For a while, I’ve been extracting data about Firefox’s graphics features from crash reports. I’ve recently expanded and updated the results, which you can see here:
http://people.mozilla.org/~bjacob/gfx_features_stats/
In particular, besides what users of this page already know, new questions answered include:
- How many crash reports did we receive each day? The recent surge of Flash-related crashes is very visible.
- What are the OS market shares among Firefox crashes? Nice to see Android rising; a very surprising sudden decrease of Windows XP around the time of the Firefox 13 release, that is too big to be entirely explained by the end of support for non-SP2 XP, at least assuming that our data about how many users are on pre-SP2 XP is accurate.
- How many users visit Websites that try to use WebGL? Nice to see the continuous increase, now approaching 5%, up from 1% not long ago. Some interesting sudden spikes.
- New: Android and Windows 8 results.
Extracting this kind of data from crash reports is very easy. Here’s a nano-tutorial.
The public crash report data is available there:
https://crash-analysis.mozilla.com/crash_analysis/
You want the -pub-crashdata files. There is one per day. Download one of them, for example:
https://crash-analysis.mozilla.com/crash_analysis/20120801/20120801-pub-crashdata.csv.gz
I suggest keeping this file compressed on disk and only decompressing on-the-fly, as shown below.
Each line in this file represents one crash reports.
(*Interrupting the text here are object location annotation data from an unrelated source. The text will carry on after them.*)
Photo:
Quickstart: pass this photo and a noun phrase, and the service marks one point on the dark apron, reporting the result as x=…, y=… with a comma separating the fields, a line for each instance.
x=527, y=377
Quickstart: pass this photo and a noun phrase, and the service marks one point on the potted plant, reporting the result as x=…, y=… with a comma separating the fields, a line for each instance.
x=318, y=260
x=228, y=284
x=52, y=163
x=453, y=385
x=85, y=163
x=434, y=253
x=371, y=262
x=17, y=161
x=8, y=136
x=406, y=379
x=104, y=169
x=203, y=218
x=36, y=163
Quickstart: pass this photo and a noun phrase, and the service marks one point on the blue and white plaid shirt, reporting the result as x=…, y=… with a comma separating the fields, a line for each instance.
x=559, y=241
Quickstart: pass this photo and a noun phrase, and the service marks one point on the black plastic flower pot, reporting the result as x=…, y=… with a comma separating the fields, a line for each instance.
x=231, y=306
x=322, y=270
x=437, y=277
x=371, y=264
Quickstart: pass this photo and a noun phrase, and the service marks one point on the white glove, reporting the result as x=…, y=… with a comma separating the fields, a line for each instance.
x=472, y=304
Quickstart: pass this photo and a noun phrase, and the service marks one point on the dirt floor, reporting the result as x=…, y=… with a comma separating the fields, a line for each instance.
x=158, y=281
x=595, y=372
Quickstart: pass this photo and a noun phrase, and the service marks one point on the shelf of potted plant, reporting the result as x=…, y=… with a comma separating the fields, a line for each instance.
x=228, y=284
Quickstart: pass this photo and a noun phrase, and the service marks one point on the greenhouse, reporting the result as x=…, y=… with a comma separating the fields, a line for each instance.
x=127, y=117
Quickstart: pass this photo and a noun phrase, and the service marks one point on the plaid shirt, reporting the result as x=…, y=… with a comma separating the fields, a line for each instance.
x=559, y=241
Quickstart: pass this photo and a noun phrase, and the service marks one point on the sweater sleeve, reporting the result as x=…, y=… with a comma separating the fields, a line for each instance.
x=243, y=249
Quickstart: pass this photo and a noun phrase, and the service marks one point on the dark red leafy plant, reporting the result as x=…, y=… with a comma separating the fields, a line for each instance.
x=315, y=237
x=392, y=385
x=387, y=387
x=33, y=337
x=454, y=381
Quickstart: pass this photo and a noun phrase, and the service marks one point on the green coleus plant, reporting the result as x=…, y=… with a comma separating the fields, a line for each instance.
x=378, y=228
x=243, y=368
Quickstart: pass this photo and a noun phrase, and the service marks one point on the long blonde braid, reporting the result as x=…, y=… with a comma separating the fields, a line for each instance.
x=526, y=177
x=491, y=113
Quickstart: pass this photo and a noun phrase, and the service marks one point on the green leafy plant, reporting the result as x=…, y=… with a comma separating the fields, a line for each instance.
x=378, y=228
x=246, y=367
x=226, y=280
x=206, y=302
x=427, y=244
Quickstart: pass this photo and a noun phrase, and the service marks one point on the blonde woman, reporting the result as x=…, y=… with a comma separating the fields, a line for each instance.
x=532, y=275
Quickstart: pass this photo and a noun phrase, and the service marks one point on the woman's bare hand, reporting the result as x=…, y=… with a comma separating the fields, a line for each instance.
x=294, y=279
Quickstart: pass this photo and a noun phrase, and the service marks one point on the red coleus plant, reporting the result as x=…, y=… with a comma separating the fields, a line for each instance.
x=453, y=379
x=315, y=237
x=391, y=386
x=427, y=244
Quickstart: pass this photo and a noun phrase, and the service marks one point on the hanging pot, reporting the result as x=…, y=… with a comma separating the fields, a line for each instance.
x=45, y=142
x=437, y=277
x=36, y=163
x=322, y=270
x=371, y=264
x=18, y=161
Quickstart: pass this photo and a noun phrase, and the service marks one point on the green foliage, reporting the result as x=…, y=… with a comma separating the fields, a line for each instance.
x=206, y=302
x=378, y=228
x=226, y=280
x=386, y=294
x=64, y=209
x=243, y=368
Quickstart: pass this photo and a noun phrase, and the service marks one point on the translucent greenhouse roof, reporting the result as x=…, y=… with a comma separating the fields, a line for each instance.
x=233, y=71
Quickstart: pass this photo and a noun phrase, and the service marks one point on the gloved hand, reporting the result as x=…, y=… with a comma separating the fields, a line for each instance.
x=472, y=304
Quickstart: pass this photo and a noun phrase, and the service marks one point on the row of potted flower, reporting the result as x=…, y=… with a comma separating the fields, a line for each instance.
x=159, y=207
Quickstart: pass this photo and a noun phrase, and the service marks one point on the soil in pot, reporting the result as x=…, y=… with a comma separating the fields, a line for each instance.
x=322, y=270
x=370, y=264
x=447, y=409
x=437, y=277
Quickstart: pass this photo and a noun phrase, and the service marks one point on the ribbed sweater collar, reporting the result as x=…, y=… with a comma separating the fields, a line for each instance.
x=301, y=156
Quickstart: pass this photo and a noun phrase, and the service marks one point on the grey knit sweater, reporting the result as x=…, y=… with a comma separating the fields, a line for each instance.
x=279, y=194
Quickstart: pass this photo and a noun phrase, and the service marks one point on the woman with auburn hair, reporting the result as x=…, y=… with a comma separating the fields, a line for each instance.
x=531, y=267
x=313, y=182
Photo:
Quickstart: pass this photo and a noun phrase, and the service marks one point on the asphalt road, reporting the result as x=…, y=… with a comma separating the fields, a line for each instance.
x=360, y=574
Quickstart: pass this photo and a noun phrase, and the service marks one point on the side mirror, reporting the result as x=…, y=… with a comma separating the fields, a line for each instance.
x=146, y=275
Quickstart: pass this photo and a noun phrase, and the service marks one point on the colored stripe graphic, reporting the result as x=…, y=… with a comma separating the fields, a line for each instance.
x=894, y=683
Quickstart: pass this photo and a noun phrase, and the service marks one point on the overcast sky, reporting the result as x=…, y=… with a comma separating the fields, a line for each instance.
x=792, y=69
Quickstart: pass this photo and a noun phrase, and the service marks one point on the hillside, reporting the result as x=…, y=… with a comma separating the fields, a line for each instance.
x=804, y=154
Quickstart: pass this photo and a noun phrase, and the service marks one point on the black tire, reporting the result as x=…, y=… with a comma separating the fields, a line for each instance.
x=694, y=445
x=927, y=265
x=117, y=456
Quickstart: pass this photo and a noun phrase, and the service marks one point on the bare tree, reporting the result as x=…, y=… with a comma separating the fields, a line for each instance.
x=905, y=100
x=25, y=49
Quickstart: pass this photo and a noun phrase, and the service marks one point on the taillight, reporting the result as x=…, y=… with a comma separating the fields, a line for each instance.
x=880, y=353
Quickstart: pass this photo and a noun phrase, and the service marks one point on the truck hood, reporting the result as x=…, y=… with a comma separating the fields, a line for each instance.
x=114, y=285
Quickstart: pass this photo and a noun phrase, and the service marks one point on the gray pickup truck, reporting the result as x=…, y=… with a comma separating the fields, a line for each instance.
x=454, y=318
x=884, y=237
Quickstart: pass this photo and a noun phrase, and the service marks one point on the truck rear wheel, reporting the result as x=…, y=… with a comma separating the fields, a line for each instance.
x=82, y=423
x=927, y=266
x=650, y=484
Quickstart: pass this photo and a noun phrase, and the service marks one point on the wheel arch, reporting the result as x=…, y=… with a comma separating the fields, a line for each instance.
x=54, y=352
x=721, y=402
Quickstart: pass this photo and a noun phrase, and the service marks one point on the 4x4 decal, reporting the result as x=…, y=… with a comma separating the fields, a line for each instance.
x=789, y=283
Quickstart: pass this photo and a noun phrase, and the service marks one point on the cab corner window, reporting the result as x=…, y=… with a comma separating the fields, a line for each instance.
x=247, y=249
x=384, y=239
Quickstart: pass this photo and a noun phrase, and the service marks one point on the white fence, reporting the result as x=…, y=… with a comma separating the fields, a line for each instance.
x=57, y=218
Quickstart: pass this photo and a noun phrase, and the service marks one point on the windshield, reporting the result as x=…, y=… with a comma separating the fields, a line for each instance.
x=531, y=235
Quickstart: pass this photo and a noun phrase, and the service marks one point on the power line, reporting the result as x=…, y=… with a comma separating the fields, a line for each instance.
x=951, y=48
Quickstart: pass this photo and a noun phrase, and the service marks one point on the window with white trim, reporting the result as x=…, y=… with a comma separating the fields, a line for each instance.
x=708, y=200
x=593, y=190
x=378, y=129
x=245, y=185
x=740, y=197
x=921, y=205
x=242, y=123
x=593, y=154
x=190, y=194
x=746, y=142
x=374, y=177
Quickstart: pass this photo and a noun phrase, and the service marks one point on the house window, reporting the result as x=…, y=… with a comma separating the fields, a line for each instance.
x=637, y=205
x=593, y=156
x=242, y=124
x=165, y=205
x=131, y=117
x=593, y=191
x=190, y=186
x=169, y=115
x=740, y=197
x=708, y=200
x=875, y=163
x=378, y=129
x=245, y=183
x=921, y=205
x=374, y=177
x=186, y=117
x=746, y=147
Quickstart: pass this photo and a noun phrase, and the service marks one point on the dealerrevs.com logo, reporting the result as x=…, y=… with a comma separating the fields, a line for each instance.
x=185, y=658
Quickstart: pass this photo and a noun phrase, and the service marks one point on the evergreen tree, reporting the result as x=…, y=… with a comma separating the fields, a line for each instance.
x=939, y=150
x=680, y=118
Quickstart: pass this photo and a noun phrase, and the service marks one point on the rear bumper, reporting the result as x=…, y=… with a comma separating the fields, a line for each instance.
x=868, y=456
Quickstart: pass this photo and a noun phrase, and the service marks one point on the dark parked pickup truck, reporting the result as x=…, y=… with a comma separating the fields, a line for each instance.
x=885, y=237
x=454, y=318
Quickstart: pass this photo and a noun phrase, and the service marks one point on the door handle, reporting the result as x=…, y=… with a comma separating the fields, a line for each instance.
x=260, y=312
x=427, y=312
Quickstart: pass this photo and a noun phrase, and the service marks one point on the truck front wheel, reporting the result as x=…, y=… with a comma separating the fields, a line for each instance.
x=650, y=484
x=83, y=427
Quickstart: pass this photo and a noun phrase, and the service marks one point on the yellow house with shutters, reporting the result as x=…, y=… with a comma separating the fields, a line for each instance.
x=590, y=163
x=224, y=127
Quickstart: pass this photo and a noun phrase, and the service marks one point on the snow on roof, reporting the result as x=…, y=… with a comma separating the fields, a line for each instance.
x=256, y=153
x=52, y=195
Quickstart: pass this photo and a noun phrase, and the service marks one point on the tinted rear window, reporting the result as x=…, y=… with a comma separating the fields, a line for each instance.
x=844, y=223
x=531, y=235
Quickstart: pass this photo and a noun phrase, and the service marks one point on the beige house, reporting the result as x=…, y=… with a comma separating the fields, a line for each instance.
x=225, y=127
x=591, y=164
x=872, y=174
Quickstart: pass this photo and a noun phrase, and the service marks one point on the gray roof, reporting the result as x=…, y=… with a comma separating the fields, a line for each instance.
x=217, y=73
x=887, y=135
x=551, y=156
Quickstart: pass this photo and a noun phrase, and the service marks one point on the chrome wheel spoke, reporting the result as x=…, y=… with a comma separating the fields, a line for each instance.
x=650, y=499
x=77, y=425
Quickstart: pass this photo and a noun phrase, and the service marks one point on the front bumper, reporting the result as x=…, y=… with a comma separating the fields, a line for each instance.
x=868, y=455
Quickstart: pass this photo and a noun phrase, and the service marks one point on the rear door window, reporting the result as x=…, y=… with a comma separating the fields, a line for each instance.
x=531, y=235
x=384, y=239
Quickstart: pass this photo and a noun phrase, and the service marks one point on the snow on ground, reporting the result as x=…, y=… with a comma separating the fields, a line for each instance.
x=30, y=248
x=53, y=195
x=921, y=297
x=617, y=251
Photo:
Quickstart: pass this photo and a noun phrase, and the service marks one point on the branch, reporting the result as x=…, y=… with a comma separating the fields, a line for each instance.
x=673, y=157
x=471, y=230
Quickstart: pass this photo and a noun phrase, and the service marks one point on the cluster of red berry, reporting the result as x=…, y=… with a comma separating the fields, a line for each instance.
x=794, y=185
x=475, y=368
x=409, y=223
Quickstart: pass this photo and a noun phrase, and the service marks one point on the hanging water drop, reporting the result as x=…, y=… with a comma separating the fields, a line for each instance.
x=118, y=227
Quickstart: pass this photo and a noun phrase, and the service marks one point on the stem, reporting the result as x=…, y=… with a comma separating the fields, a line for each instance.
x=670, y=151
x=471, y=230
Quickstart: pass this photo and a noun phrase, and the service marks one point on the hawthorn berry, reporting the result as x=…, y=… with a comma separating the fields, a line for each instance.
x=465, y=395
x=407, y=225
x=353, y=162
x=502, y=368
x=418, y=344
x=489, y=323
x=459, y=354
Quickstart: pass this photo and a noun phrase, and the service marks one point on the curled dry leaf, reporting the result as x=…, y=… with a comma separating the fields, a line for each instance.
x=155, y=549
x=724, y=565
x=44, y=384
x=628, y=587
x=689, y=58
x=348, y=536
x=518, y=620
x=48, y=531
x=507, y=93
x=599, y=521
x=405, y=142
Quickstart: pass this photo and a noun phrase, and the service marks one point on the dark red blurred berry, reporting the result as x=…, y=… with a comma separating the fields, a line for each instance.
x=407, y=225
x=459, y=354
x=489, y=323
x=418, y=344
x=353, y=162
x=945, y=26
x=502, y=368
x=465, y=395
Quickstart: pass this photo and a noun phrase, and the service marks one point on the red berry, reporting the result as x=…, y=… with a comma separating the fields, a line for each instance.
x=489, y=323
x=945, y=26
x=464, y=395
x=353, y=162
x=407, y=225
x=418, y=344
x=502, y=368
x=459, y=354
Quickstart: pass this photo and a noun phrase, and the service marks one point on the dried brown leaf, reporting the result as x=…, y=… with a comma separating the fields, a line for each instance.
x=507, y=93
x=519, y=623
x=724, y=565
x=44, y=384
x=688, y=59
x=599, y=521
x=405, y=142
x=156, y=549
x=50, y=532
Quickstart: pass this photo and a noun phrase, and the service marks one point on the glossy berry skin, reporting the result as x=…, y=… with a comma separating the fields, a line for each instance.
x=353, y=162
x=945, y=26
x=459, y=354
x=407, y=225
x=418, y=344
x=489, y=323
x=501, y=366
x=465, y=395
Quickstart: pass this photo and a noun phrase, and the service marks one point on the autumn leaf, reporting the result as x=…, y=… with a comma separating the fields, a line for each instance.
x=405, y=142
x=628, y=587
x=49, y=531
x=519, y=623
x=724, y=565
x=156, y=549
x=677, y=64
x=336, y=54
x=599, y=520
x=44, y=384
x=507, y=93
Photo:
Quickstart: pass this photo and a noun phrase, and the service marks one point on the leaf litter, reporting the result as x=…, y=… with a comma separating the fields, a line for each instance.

For example, to know how many crash reports there were on 20120801,
$ zcat 20120801-pub-crashdata.csv.gz | wc -l 461744
To know how many of them were Windows XP SP2 users,
$ zcat 20120801-pub-crashdata.csv.gz | grep Windows.NT.5.1 | grep Service.Pack.2 | wc -l 45837
Note that I’m using the dot to match any character, including actual dots as in “5.1″, as it doesn’t make a difference here and I’m too lazy to properly escape dots.
Just look for yourself at the first few lines of a -pub-crashdata file to see what data is in there. In particular, you get the crash report’s AppNotes where Gecko code can write custom annotations: that is how we get to know how many users have WebGL or Layers Acceleration working, for example. You also get the crash signature, so you could plot how crashy a symbol has been over time. You also get CPU info, while GPU info is typically found in the AppNotes. And you also get the HTTP link to the full crash report, which is easy extract with the cut command, so you could make tools giving you right away the crash links that are relevant to your interests.
The data in my graphs was extracted by a C++ program itself run by a BASH script.